Analysis of interview data pinpoints the language barrier as the number
one concern for our respondents, with eighteen of the forty-three indicating
that they share this concern:
"Sometimes we go to doctors here and either I don't understand them or its bad communication and all that causes more problems…I have gone to Mexico to be treated because here no one, because here I do not feel satisfied." (Mexican, 43)

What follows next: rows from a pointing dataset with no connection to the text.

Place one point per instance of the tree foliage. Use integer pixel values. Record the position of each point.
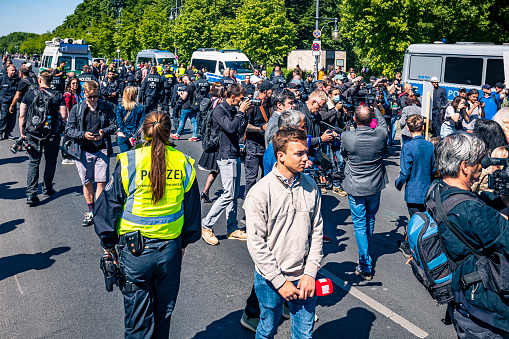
(375, 33)
(263, 31)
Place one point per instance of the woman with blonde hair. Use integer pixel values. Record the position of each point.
(130, 116)
(502, 118)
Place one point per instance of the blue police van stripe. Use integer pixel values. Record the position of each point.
(165, 219)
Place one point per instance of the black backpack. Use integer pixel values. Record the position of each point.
(209, 133)
(38, 120)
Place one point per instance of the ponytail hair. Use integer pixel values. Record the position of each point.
(156, 129)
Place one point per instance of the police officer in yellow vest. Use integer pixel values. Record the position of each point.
(150, 210)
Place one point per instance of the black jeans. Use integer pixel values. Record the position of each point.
(50, 145)
(7, 120)
(156, 273)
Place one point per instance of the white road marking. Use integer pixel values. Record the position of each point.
(19, 286)
(375, 305)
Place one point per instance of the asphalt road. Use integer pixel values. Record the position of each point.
(51, 285)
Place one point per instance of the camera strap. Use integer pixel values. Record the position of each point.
(264, 115)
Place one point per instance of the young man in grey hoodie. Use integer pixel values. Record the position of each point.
(284, 237)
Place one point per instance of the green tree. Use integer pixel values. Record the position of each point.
(263, 31)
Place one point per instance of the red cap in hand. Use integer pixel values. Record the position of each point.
(323, 287)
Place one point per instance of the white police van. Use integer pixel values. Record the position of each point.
(75, 53)
(215, 62)
(158, 58)
(463, 64)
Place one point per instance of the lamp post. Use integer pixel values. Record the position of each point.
(174, 13)
(335, 33)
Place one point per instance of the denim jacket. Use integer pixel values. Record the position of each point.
(417, 164)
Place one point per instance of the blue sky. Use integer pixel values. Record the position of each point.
(41, 16)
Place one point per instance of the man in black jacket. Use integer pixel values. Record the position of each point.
(50, 144)
(90, 124)
(231, 125)
(476, 310)
(439, 100)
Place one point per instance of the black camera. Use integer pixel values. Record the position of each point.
(498, 181)
(254, 102)
(112, 275)
(20, 142)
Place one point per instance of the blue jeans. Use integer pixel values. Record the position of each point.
(184, 114)
(393, 127)
(363, 210)
(302, 312)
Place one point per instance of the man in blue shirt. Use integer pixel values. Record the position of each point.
(488, 103)
(417, 165)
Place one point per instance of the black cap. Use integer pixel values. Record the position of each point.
(265, 85)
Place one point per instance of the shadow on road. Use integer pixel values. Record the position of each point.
(8, 226)
(19, 263)
(357, 324)
(227, 327)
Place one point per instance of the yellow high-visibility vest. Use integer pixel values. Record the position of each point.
(165, 219)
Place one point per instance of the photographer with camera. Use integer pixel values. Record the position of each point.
(90, 124)
(41, 115)
(473, 233)
(258, 118)
(152, 222)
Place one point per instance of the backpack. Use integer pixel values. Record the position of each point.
(38, 120)
(209, 133)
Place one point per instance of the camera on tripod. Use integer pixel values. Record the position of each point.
(498, 181)
(20, 143)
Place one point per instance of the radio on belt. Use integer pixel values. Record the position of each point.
(323, 287)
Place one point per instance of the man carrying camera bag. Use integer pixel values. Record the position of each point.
(90, 124)
(41, 116)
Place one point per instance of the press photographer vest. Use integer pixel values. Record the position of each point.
(165, 219)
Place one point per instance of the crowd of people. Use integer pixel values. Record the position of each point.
(297, 137)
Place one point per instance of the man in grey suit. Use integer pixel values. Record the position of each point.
(365, 178)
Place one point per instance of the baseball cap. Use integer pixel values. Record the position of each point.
(265, 85)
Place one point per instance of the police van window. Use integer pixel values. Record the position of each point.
(209, 65)
(67, 62)
(79, 62)
(425, 67)
(167, 61)
(239, 66)
(465, 71)
(494, 71)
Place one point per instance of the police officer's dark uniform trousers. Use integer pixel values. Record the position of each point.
(168, 80)
(151, 88)
(153, 277)
(8, 88)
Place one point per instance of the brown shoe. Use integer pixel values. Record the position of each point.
(209, 236)
(237, 235)
(340, 191)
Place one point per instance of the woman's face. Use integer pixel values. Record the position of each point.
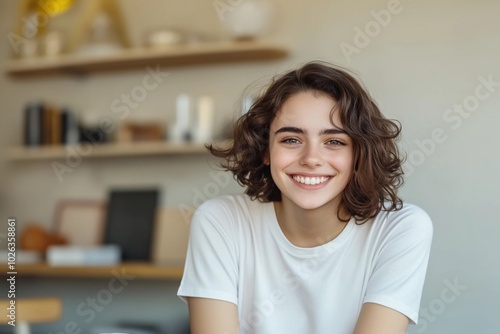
(311, 159)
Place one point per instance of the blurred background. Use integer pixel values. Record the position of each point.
(134, 89)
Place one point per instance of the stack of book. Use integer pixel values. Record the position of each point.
(46, 125)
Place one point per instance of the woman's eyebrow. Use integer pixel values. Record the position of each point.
(294, 129)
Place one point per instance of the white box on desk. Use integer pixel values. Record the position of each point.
(83, 255)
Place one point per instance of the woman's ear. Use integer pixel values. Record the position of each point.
(265, 159)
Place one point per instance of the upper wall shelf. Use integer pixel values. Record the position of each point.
(202, 53)
(107, 150)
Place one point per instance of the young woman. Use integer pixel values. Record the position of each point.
(320, 242)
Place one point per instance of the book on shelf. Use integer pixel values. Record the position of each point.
(46, 125)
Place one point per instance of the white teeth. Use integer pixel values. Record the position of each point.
(310, 180)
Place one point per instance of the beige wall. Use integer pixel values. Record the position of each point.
(430, 56)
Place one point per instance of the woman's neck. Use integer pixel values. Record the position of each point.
(308, 228)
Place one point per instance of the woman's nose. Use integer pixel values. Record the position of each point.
(311, 156)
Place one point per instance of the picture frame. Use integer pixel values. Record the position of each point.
(80, 222)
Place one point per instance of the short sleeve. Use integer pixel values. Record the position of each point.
(401, 262)
(211, 268)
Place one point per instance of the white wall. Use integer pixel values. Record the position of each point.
(429, 57)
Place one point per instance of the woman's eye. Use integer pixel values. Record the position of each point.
(335, 142)
(290, 141)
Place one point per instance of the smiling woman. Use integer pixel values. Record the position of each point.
(321, 242)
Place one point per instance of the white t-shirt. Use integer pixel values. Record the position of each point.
(238, 253)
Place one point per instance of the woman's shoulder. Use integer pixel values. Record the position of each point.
(410, 218)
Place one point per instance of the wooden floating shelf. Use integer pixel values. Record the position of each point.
(202, 53)
(140, 270)
(105, 150)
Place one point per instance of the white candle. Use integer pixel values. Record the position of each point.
(205, 118)
(182, 122)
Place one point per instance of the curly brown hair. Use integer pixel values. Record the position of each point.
(377, 163)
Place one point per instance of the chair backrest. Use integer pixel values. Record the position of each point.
(31, 310)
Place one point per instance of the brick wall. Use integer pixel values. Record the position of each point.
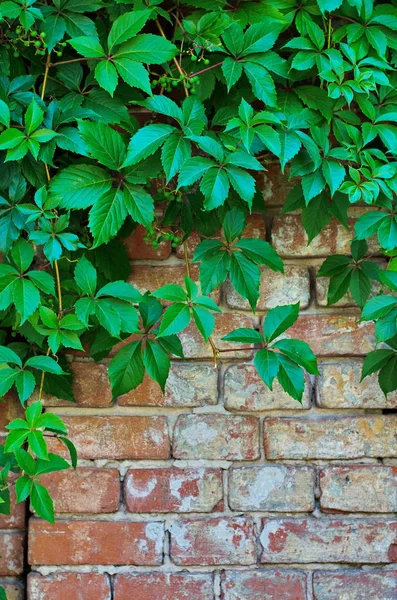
(222, 489)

"Those that interpret don't interpret right, or we don't understand each other right, but I am not satisfied. That is my problem, leaving me with doubt and worry, and I leave with the same problems and I don't even know what to think…We are wrongly informed a lot. Sometime we just stay quiet and don't say anything because then they try to interpret and we ask for one and it is as if it annoys them. So, better not to annoy. [It would be] that they put more Mexican Hispanics to interpret so that we can understand better...that there would be more Mexican doctors." (Mexican 43)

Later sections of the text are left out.